How to use Postgres cursors and multi-insert in Ruby with Sequel

Seamus Abshere on

This post is part of our PostgreSQL series.

SQL cursors are a great way to stream data out of a database without loading it all into memory.

Reading using a cursor

Sequel has use_cursor:

BATCH_SIZE = 1000  
DB[:widgets].  
  select(:id, :name, :power).
  use_cursor(rows_per_fetch: BATCH_SIZE).each do |row|
    row[:id] # whatever
  end
end  

Writing using cursors and multi-insert

Here's a real-world example - we had to copy things from widgets to widgets_copy.

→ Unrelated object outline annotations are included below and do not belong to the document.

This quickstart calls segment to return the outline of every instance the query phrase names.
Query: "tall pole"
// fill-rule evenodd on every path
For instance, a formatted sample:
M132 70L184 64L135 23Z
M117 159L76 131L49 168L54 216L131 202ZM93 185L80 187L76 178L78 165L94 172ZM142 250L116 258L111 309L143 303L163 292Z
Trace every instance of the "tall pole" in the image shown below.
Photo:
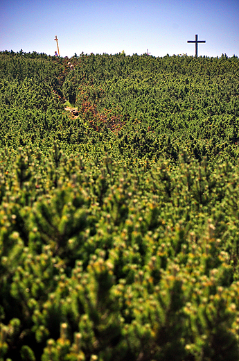
M195 57L197 56L197 44L199 42L206 42L206 40L199 40L197 37L197 34L195 35L195 40L188 40L188 42L195 42Z
M58 50L58 56L60 56L60 51L59 51L59 47L58 47L58 39L57 39L57 35L55 35L55 38L54 39L54 40L56 40L56 44L57 45L57 50Z

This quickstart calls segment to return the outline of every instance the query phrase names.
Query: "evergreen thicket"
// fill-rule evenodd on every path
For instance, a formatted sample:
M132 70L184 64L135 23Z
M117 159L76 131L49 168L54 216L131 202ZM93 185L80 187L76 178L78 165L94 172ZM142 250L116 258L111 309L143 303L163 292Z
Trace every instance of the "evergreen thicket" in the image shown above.
M238 81L0 53L0 361L239 360Z

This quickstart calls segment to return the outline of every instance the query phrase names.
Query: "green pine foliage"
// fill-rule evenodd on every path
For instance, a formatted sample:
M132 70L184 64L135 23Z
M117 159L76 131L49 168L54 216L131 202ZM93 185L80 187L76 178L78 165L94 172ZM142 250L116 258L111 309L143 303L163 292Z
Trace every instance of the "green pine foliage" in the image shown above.
M239 360L238 58L0 64L0 361Z

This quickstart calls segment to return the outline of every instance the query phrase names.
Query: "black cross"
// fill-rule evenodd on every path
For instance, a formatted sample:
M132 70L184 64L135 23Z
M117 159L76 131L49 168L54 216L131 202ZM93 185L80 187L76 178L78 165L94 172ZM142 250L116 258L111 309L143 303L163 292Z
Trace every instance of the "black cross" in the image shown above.
M195 56L197 56L197 44L199 42L206 42L206 40L197 40L197 34L195 35L195 40L188 40L188 42L195 42Z

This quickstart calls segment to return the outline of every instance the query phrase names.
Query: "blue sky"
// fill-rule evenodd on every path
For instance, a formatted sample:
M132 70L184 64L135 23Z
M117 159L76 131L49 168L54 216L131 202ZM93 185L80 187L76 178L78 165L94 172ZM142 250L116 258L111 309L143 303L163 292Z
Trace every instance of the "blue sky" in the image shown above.
M0 51L239 56L239 0L1 0Z

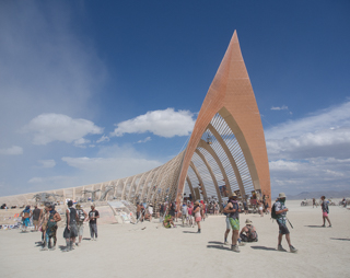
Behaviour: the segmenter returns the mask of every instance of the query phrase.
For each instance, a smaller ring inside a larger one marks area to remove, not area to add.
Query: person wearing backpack
[[[326,201],[326,197],[325,196],[322,196],[320,197],[322,199],[322,204],[320,204],[320,208],[322,208],[322,218],[324,220],[324,224],[322,227],[326,227],[326,219],[328,221],[328,227],[331,228],[331,223],[330,223],[330,220],[328,218],[328,213],[329,213],[329,208],[328,208],[328,204]]]
[[[67,205],[68,205],[68,209],[66,210],[67,227],[63,231],[63,238],[66,239],[66,243],[67,243],[66,252],[69,252],[73,250],[75,238],[78,235],[78,231],[77,231],[78,213],[77,213],[77,210],[73,208],[72,200],[69,200]]]
[[[283,251],[285,252],[285,250],[282,247],[282,238],[283,235],[285,235],[285,240],[289,244],[289,248],[291,253],[296,253],[298,250],[294,248],[294,246],[291,243],[291,236],[290,236],[290,232],[287,228],[285,224],[285,220],[287,220],[287,211],[288,208],[285,207],[285,194],[284,193],[280,193],[278,196],[277,201],[273,204],[272,207],[272,211],[271,211],[271,217],[273,219],[276,219],[278,227],[279,227],[279,235],[278,235],[278,246],[277,250],[278,251]]]
[[[84,221],[88,218],[88,213],[85,210],[81,208],[80,204],[75,205],[77,213],[78,213],[78,221],[77,221],[77,230],[78,230],[78,236],[79,236],[79,242],[75,243],[75,245],[79,247],[81,244],[81,240],[83,238],[84,233]]]
[[[231,245],[231,250],[233,252],[241,252],[237,245],[237,241],[240,238],[240,212],[241,212],[241,208],[240,205],[237,202],[237,195],[233,194],[229,197],[229,202],[228,205],[224,207],[223,209],[224,213],[228,213],[226,216],[226,223],[229,222],[230,225],[228,225],[226,228],[231,228],[232,229],[232,245]],[[226,231],[230,229],[226,229]],[[228,233],[229,235],[229,233]],[[225,233],[226,236],[226,233]],[[226,239],[225,239],[226,241]]]
[[[45,242],[47,243],[47,247],[50,248],[50,251],[54,251],[56,248],[57,243],[57,222],[61,221],[60,215],[55,210],[54,205],[48,206],[49,209],[49,216],[46,227],[46,233],[45,233]],[[51,239],[54,240],[54,245],[51,245]],[[45,247],[43,248],[45,250]]]

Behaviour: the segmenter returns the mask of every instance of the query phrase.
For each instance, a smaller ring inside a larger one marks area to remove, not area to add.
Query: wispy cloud
[[[23,153],[23,149],[22,149],[22,147],[19,147],[19,146],[12,146],[7,149],[0,149],[0,154],[18,155],[18,154],[22,154],[22,153]]]
[[[151,140],[152,140],[151,137],[145,137],[143,140],[139,140],[138,143],[145,143]]]
[[[103,128],[97,127],[88,119],[71,118],[61,114],[42,114],[33,118],[23,129],[33,135],[34,144],[47,144],[52,141],[73,142],[77,146],[89,143],[86,135],[98,135]]]
[[[109,142],[109,137],[103,135],[103,136],[96,141],[96,143],[101,143],[101,142]]]
[[[55,160],[39,160],[38,163],[40,164],[40,167],[55,167],[56,166]]]
[[[271,111],[288,111],[288,106],[285,105],[282,105],[281,107],[272,106]]]
[[[110,136],[124,134],[152,132],[156,136],[171,138],[174,136],[188,136],[194,126],[194,114],[189,111],[175,112],[174,108],[152,111],[136,118],[121,121]]]

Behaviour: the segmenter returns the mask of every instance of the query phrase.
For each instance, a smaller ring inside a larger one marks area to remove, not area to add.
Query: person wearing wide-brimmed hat
[[[81,240],[84,233],[84,221],[88,219],[88,212],[82,209],[80,204],[75,205],[77,213],[78,213],[78,221],[77,221],[77,230],[78,230],[78,243],[77,246],[80,246]]]
[[[243,242],[257,242],[258,234],[253,225],[253,222],[247,219],[245,220],[245,227],[242,228],[240,238]]]
[[[229,202],[223,209],[224,213],[228,213],[226,220],[232,229],[232,245],[231,250],[234,252],[241,252],[237,245],[237,240],[240,236],[240,212],[241,208],[237,202],[237,195],[233,194],[229,197]],[[229,228],[230,228],[229,227]],[[230,229],[229,229],[230,232]],[[225,239],[226,241],[226,239]]]
[[[200,207],[200,202],[198,200],[195,202],[195,207],[194,207],[192,211],[194,211],[192,213],[195,213],[195,221],[196,221],[196,223],[198,225],[198,233],[200,233],[201,232],[201,230],[200,230],[200,221],[201,221],[200,211],[201,211],[201,207]]]
[[[276,221],[277,221],[278,227],[279,227],[277,250],[285,252],[285,250],[282,247],[282,238],[283,238],[283,234],[285,234],[285,240],[287,240],[287,242],[289,244],[290,252],[296,253],[298,250],[294,248],[294,246],[291,243],[290,232],[289,232],[289,230],[287,228],[287,224],[285,224],[285,220],[287,220],[285,216],[287,216],[287,211],[288,211],[288,208],[284,206],[285,197],[287,196],[285,196],[284,193],[280,193],[279,196],[278,196],[277,201],[273,204],[276,216],[277,216]]]

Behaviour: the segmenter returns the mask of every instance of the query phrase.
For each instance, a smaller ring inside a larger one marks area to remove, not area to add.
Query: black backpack
[[[276,202],[273,204],[272,208],[271,208],[271,218],[272,219],[277,219],[277,213],[276,213]]]

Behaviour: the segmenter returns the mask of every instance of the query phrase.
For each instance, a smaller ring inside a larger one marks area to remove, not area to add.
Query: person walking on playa
[[[258,234],[255,227],[253,225],[253,222],[249,219],[245,220],[245,227],[242,228],[240,238],[243,242],[258,241]]]
[[[275,212],[276,212],[276,221],[277,221],[278,227],[279,227],[277,250],[285,252],[285,250],[282,247],[282,238],[285,234],[285,240],[288,242],[290,252],[291,253],[296,253],[298,250],[294,248],[294,246],[291,243],[290,232],[289,232],[289,230],[287,228],[287,224],[285,224],[287,211],[288,211],[288,208],[285,208],[285,206],[284,206],[285,197],[287,196],[285,196],[284,193],[280,193],[279,196],[278,196],[277,201],[273,204]]]
[[[195,221],[198,225],[198,233],[200,233],[200,221],[201,221],[201,216],[200,216],[200,211],[201,211],[201,208],[200,208],[200,204],[199,201],[197,200],[195,202],[195,208],[194,208],[194,213],[195,213]]]
[[[232,245],[231,250],[234,252],[241,252],[237,245],[238,236],[240,236],[240,206],[237,202],[237,195],[234,193],[229,197],[229,202],[223,209],[224,213],[228,213],[228,220],[232,229]],[[226,230],[228,231],[228,230]],[[230,230],[229,230],[230,232]],[[229,233],[228,233],[229,235]],[[226,241],[226,239],[225,239]]]
[[[31,225],[31,217],[32,217],[32,210],[31,206],[26,206],[25,209],[21,212],[22,217],[22,231],[27,230],[27,228]]]
[[[47,220],[47,229],[45,233],[45,242],[47,243],[47,246],[50,248],[50,251],[54,251],[56,248],[57,243],[57,222],[61,221],[60,215],[55,210],[54,205],[49,205],[49,216]],[[54,245],[51,245],[51,239],[54,241]]]
[[[259,213],[260,213],[260,217],[264,217],[264,212],[262,212],[262,201],[261,200],[258,200],[258,206],[259,206]]]
[[[73,208],[73,201],[68,201],[68,209],[66,210],[67,225],[63,231],[63,238],[66,239],[66,252],[73,250],[73,244],[75,243],[75,238],[78,236],[77,221],[78,213]]]
[[[194,228],[195,227],[195,219],[194,219],[194,207],[192,204],[188,205],[188,224]]]
[[[331,228],[331,223],[330,220],[328,218],[328,213],[329,213],[329,208],[328,208],[328,202],[326,201],[326,197],[322,196],[322,204],[320,204],[320,208],[322,208],[322,218],[324,220],[324,224],[322,227],[326,227],[326,219],[328,221],[328,227]]]
[[[184,201],[183,207],[182,207],[182,221],[183,221],[183,227],[188,224],[188,207],[186,201]]]
[[[78,213],[78,221],[77,221],[77,230],[78,230],[78,243],[75,243],[75,245],[79,247],[81,244],[81,240],[83,238],[83,233],[84,233],[84,221],[88,218],[88,213],[85,212],[85,210],[83,210],[81,208],[80,204],[75,205],[75,209],[77,209],[77,213]]]
[[[38,231],[40,215],[42,215],[42,210],[37,207],[37,205],[35,205],[34,210],[33,210],[34,232]]]
[[[91,210],[89,212],[89,227],[92,241],[97,241],[97,218],[100,218],[100,213],[95,209],[95,205],[91,205]]]
[[[46,239],[46,231],[47,231],[47,222],[50,217],[50,205],[47,204],[45,208],[43,209],[42,216],[40,216],[40,224],[39,224],[39,230],[42,230],[42,242],[43,246],[40,251],[48,251],[47,245],[48,241]]]
[[[316,199],[315,198],[313,198],[313,208],[316,206],[316,208],[317,208],[317,202],[316,202]]]

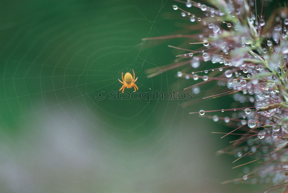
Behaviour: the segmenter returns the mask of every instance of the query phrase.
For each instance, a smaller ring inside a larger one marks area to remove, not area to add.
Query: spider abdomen
[[[133,78],[132,75],[129,72],[127,72],[124,76],[124,81],[125,83],[127,85],[130,85],[132,83],[132,81],[133,80]]]

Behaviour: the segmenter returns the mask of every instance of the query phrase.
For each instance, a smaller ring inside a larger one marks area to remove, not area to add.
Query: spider
[[[120,80],[118,79],[120,83],[123,84],[123,85],[122,86],[122,87],[119,90],[121,91],[121,90],[122,90],[122,92],[124,92],[124,89],[126,87],[127,87],[128,89],[130,89],[132,87],[134,87],[134,89],[135,90],[135,91],[133,91],[133,92],[135,92],[136,91],[136,89],[137,89],[137,90],[138,90],[138,87],[137,87],[137,85],[136,85],[134,83],[136,82],[136,81],[137,80],[137,79],[138,78],[137,77],[136,78],[136,79],[135,79],[135,73],[134,72],[134,70],[132,70],[133,71],[133,77],[132,77],[132,75],[129,72],[126,72],[125,74],[125,75],[124,75],[124,78],[123,78],[123,72],[122,72],[122,80],[123,82],[122,82]],[[123,90],[122,90],[123,89]]]

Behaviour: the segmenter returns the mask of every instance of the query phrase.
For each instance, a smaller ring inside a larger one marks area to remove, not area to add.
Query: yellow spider
[[[121,91],[122,90],[122,93],[124,92],[124,89],[126,87],[128,89],[130,89],[132,87],[134,87],[134,89],[135,89],[135,90],[133,91],[133,92],[136,91],[136,88],[137,89],[137,90],[138,90],[138,87],[136,85],[136,84],[134,83],[136,82],[136,81],[137,80],[138,77],[137,77],[136,78],[136,79],[135,79],[135,73],[134,72],[134,70],[132,70],[133,71],[133,77],[132,77],[132,75],[129,72],[126,72],[124,76],[124,78],[123,78],[123,72],[122,72],[122,80],[123,82],[122,82],[119,79],[118,79],[118,80],[120,83],[123,84],[122,87],[119,90]],[[122,90],[122,89],[123,90]]]

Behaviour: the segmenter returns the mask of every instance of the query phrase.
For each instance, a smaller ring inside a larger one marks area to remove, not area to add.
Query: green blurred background
[[[181,91],[195,82],[176,78],[179,69],[146,77],[145,70],[184,53],[167,46],[183,39],[141,40],[191,25],[175,3],[2,2],[0,192],[248,190],[220,184],[242,170],[231,169],[233,157],[215,155],[234,138],[211,133],[227,131],[224,124],[188,114],[229,108],[229,100],[199,103],[195,95],[183,108],[178,101],[95,98],[118,89],[121,72],[132,69],[139,91]]]

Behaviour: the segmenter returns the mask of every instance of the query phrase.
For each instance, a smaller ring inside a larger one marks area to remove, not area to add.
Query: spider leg
[[[124,84],[124,83],[123,83],[123,82],[122,82],[122,81],[121,81],[120,80],[119,80],[119,79],[118,79],[118,80],[119,80],[119,82],[120,82],[120,83],[122,83],[122,84],[123,84],[123,85]]]
[[[133,91],[133,93],[134,92],[136,92],[136,87],[135,87],[135,84],[134,84],[134,85],[133,85],[132,86],[133,87],[134,87],[134,90],[135,90],[134,91]]]
[[[121,91],[121,90],[122,90],[123,89],[123,88],[124,88],[125,86],[125,86],[125,84],[123,84],[123,85],[122,85],[122,87],[121,87],[121,88],[120,89],[120,90],[119,90],[119,91]],[[124,89],[123,89],[123,90],[124,90]]]
[[[133,83],[134,83],[135,82],[136,82],[136,80],[137,80],[137,79],[138,79],[138,77],[137,78],[136,78],[136,79],[135,79],[135,80],[134,80],[134,81],[133,81]],[[134,80],[134,79],[133,79],[133,80]]]
[[[135,73],[134,72],[134,70],[132,70],[132,71],[133,71],[133,80],[135,80]]]
[[[122,72],[122,81],[123,81],[123,82],[124,82],[124,78],[123,78],[123,72]]]
[[[136,84],[133,83],[133,84],[134,84],[134,86],[135,86],[135,87],[136,87],[136,88],[137,88],[137,90],[138,90],[138,87],[137,86],[137,85],[136,85]]]

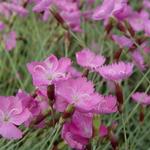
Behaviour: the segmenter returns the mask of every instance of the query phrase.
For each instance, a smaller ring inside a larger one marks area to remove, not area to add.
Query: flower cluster
[[[106,138],[117,149],[114,130],[118,124],[112,123],[108,127],[101,123],[100,116],[122,113],[125,107],[123,81],[129,79],[134,71],[144,73],[149,69],[145,58],[150,53],[150,1],[144,0],[140,11],[134,10],[128,0],[109,0],[109,3],[103,0],[96,8],[93,8],[94,3],[95,0],[0,2],[0,42],[5,50],[11,51],[16,47],[19,34],[13,29],[13,23],[18,15],[24,17],[29,14],[29,5],[33,6],[36,16],[42,15],[44,21],[53,18],[52,21],[61,25],[63,32],[68,34],[67,42],[64,37],[65,46],[71,45],[73,36],[84,47],[75,51],[73,59],[67,57],[68,54],[60,58],[51,54],[44,60],[27,63],[34,91],[27,93],[19,89],[15,96],[0,96],[2,137],[22,138],[20,126],[47,128],[58,125],[61,138],[73,149],[84,150],[97,138]],[[106,56],[107,52],[94,52],[73,33],[84,32],[82,21],[95,20],[104,23],[103,38],[118,46],[119,50],[112,51],[110,57]],[[67,52],[69,46],[65,47]],[[107,91],[100,89],[103,85]],[[149,94],[135,92],[131,97],[140,104],[140,115],[143,115],[143,108],[150,104]],[[48,119],[52,125],[47,123]]]

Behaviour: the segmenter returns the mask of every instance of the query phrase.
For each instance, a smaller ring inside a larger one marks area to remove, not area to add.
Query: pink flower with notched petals
[[[16,127],[27,121],[30,112],[17,97],[0,96],[0,134],[7,139],[19,139],[22,132]]]
[[[133,72],[133,64],[118,62],[111,65],[102,66],[97,70],[106,80],[120,81],[128,78]]]
[[[4,28],[5,28],[4,23],[0,21],[0,31],[4,30]]]
[[[120,47],[129,48],[133,45],[133,41],[125,36],[112,35],[112,38]]]
[[[5,49],[11,51],[16,47],[17,35],[15,31],[11,31],[8,34],[4,35]]]
[[[150,19],[145,22],[144,31],[148,36],[150,36]]]
[[[58,60],[56,56],[51,55],[43,62],[27,64],[27,68],[32,75],[35,86],[48,86],[55,81],[65,79],[67,77],[67,69],[70,65],[71,61],[69,58]]]
[[[15,3],[7,3],[7,2],[3,2],[2,5],[8,11],[16,12],[17,14],[19,14],[21,16],[26,16],[28,14],[28,11],[24,7],[22,7],[21,5],[18,5]]]
[[[150,95],[145,92],[136,92],[132,95],[132,99],[143,105],[150,105]]]
[[[103,124],[101,124],[100,128],[99,128],[99,135],[100,135],[100,137],[107,137],[108,136],[108,132],[109,132],[108,127],[103,125]]]
[[[115,96],[103,96],[99,99],[99,103],[93,109],[97,114],[111,114],[117,112],[117,99]]]
[[[71,148],[83,150],[92,137],[92,115],[75,112],[70,123],[65,123],[62,138]]]
[[[104,0],[101,6],[98,6],[92,18],[94,20],[108,19],[112,16],[117,16],[123,9],[127,7],[127,0]]]
[[[28,108],[31,113],[30,118],[25,121],[25,125],[29,126],[30,122],[41,112],[39,103],[32,96],[22,90],[19,90],[16,96],[21,100],[23,107]]]
[[[133,52],[131,52],[131,56],[132,56],[132,59],[133,59],[133,62],[135,63],[135,65],[141,71],[143,71],[145,69],[145,65],[144,65],[144,58],[143,58],[142,54],[138,50],[134,50]]]
[[[94,85],[86,78],[68,79],[56,85],[56,94],[83,112],[89,112],[98,104],[101,96],[94,92]]]
[[[128,22],[135,31],[143,31],[145,25],[148,24],[149,14],[146,11],[133,12],[131,16],[128,17]]]
[[[143,1],[143,6],[145,7],[145,8],[150,8],[150,0],[144,0]]]
[[[105,63],[105,58],[101,55],[96,55],[90,49],[83,49],[76,53],[77,63],[91,70],[95,70]]]

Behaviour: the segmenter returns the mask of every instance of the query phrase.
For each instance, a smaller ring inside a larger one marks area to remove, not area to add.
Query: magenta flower
[[[16,96],[22,101],[23,107],[28,108],[31,113],[30,118],[25,121],[25,125],[29,126],[30,122],[41,112],[39,103],[33,97],[21,90],[18,91]]]
[[[11,31],[10,33],[4,35],[5,48],[7,51],[11,51],[16,47],[16,39],[17,35],[15,31]]]
[[[4,8],[10,12],[16,12],[21,16],[26,16],[28,14],[28,11],[25,8],[23,8],[21,5],[17,5],[15,3],[7,3],[7,2],[3,2],[2,4]]]
[[[76,53],[77,63],[91,70],[95,70],[105,63],[105,58],[101,55],[96,55],[90,49],[83,49]]]
[[[145,8],[150,8],[150,1],[149,0],[144,0],[143,1],[143,6],[145,7]]]
[[[17,97],[0,96],[0,134],[7,139],[19,139],[22,132],[16,127],[30,117],[30,112],[24,108]]]
[[[68,104],[69,103],[63,97],[56,95],[53,108],[56,109],[58,112],[64,112]]]
[[[133,41],[125,36],[112,35],[112,38],[120,47],[129,48],[133,45]]]
[[[33,11],[45,12],[47,16],[49,16],[48,12],[52,5],[54,5],[57,8],[58,14],[73,31],[82,31],[80,28],[81,14],[80,10],[78,9],[78,1],[42,0],[35,5]]]
[[[101,6],[98,6],[93,13],[94,20],[108,19],[112,16],[117,16],[123,9],[127,7],[127,0],[104,0]]]
[[[131,56],[132,56],[132,59],[133,59],[133,62],[135,63],[135,65],[141,71],[143,71],[145,69],[145,65],[144,65],[144,58],[143,58],[142,54],[138,50],[134,50],[133,52],[131,52]]]
[[[94,92],[94,85],[86,78],[68,79],[56,85],[56,94],[80,111],[89,112],[99,103],[100,95]]]
[[[150,20],[147,20],[144,24],[144,31],[145,33],[150,36]]]
[[[118,62],[99,68],[99,74],[106,80],[120,81],[128,78],[133,72],[133,64]]]
[[[108,136],[108,128],[107,126],[101,124],[100,125],[100,128],[99,128],[99,134],[100,134],[100,137],[106,137]]]
[[[32,75],[33,84],[35,86],[47,86],[55,81],[65,79],[67,77],[67,69],[70,67],[69,58],[57,59],[51,55],[43,62],[32,62],[27,64],[28,71]]]
[[[71,78],[78,78],[82,76],[82,73],[76,70],[74,67],[69,67],[68,73],[71,76]]]
[[[144,92],[136,92],[132,95],[132,99],[143,105],[150,105],[150,95]]]
[[[0,21],[0,31],[4,30],[4,28],[5,28],[4,23]]]
[[[83,150],[92,137],[92,116],[75,112],[70,123],[65,123],[62,138],[71,148]]]
[[[93,110],[97,114],[111,114],[117,112],[117,98],[109,95],[99,99],[99,103]]]

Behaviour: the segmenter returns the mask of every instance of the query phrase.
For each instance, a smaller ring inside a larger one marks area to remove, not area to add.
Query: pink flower
[[[28,14],[28,11],[25,8],[23,8],[21,5],[16,5],[16,4],[7,3],[7,2],[3,2],[3,5],[10,12],[16,12],[17,14],[21,16],[26,16]]]
[[[36,4],[33,11],[36,12],[49,12],[51,6],[57,8],[58,14],[63,18],[65,23],[76,32],[81,32],[81,14],[78,9],[78,1],[67,0],[42,0]],[[45,13],[44,13],[45,14]],[[47,13],[46,13],[47,14]]]
[[[0,31],[4,30],[4,28],[5,28],[4,23],[0,21]]]
[[[150,43],[148,41],[142,43],[141,48],[144,50],[145,53],[150,53]]]
[[[133,64],[118,62],[99,68],[99,74],[106,80],[120,81],[128,78],[133,72]]]
[[[120,47],[129,48],[133,45],[133,41],[125,36],[112,35],[112,38]]]
[[[24,108],[17,97],[0,96],[0,134],[7,139],[19,139],[22,132],[16,127],[30,117],[30,112]]]
[[[89,112],[98,104],[100,95],[94,92],[94,85],[86,78],[68,79],[56,85],[56,94],[80,111]]]
[[[67,77],[67,69],[70,67],[69,58],[58,60],[56,56],[51,55],[43,62],[32,62],[27,64],[28,71],[32,75],[35,86],[48,86],[55,81]]]
[[[48,9],[51,4],[52,4],[52,0],[41,0],[37,2],[37,4],[33,7],[33,11],[42,12]]]
[[[76,53],[77,63],[91,70],[95,70],[102,66],[105,62],[105,58],[101,55],[96,55],[90,49],[83,49]]]
[[[108,136],[108,128],[107,128],[107,126],[101,124],[100,128],[99,128],[99,134],[100,134],[100,137]]]
[[[53,108],[56,109],[58,112],[64,112],[68,104],[69,103],[63,97],[56,95]]]
[[[71,148],[83,150],[92,137],[92,116],[75,112],[70,123],[65,123],[62,138]]]
[[[23,107],[28,108],[31,113],[30,118],[25,122],[25,125],[29,126],[30,122],[41,112],[39,103],[33,97],[21,90],[18,91],[16,96],[22,101]]]
[[[97,114],[111,114],[117,112],[117,99],[115,96],[109,95],[99,99],[99,103],[93,110]]]
[[[17,35],[15,31],[11,31],[9,34],[4,35],[5,48],[7,51],[11,51],[16,47]]]
[[[133,59],[133,62],[135,63],[135,65],[141,71],[143,71],[145,69],[145,65],[144,65],[144,58],[143,58],[142,54],[138,50],[134,50],[133,52],[131,52],[131,56],[132,56],[132,59]]]
[[[150,20],[147,20],[144,24],[144,31],[145,33],[150,36]]]
[[[144,92],[136,92],[132,95],[132,99],[143,105],[150,105],[150,95]]]
[[[93,13],[94,20],[108,19],[117,16],[127,6],[127,0],[104,0],[101,6],[98,6]]]
[[[82,73],[76,70],[74,67],[69,67],[68,72],[72,78],[78,78],[82,76]]]

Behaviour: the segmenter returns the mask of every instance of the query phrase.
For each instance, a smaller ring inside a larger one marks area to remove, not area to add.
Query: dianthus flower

We thought we were being really clever, keeping all the data inside Postgres:

# NOTE: this is not the recommended method, but it works too
batches = (desired_count.to_f / BATCH_SIZE).ceil  
batches.times do |i|  
  offset = i * BATCH_SIZE
  DB.run <<-SQL
    INSERT INTO widgets_copy (
      id,
      name,
      power,
      created_at,
      updated_at
    ) (
      SELECT
        uuid_generate_v4(),
        name,
        power,
        now(),
        now(),
      FROM widgets
      ORDER BY id
      LIMIT #{BATCH_SIZE}
      OFFSET #{offset}
    )
  SQL
end  

Even with 244gb of RAM, this sometimes stopped dead 75% of the way through. We rewrote it—pulling the data into Ruby, even—and it's both faster and doesn't stop in the middle. We're using Sequel's multi_insert.

batch = []  
now = Sequel.function :now  
uuid_generate_v4 = Sequel.function :uuid_generate_v4  
DB[:widgets].  
  select(:name, :power).
  order(:id).
  use_cursor(rows_per_fetch: BATCH_SIZE).each do |row|
    batch << row.merge!(
      id: uuid_generate_v4,
      updated_at: now,
      created_at: now
    )
    if (batch.length % BATCH_SIZE == 0) || batch.length == desired_count
      DB[:widgets_copy].multi_insert batch
      batch.clear
    end
  end
end  

Thanks to @dkastner and @devTristan who promoted these ideas internally!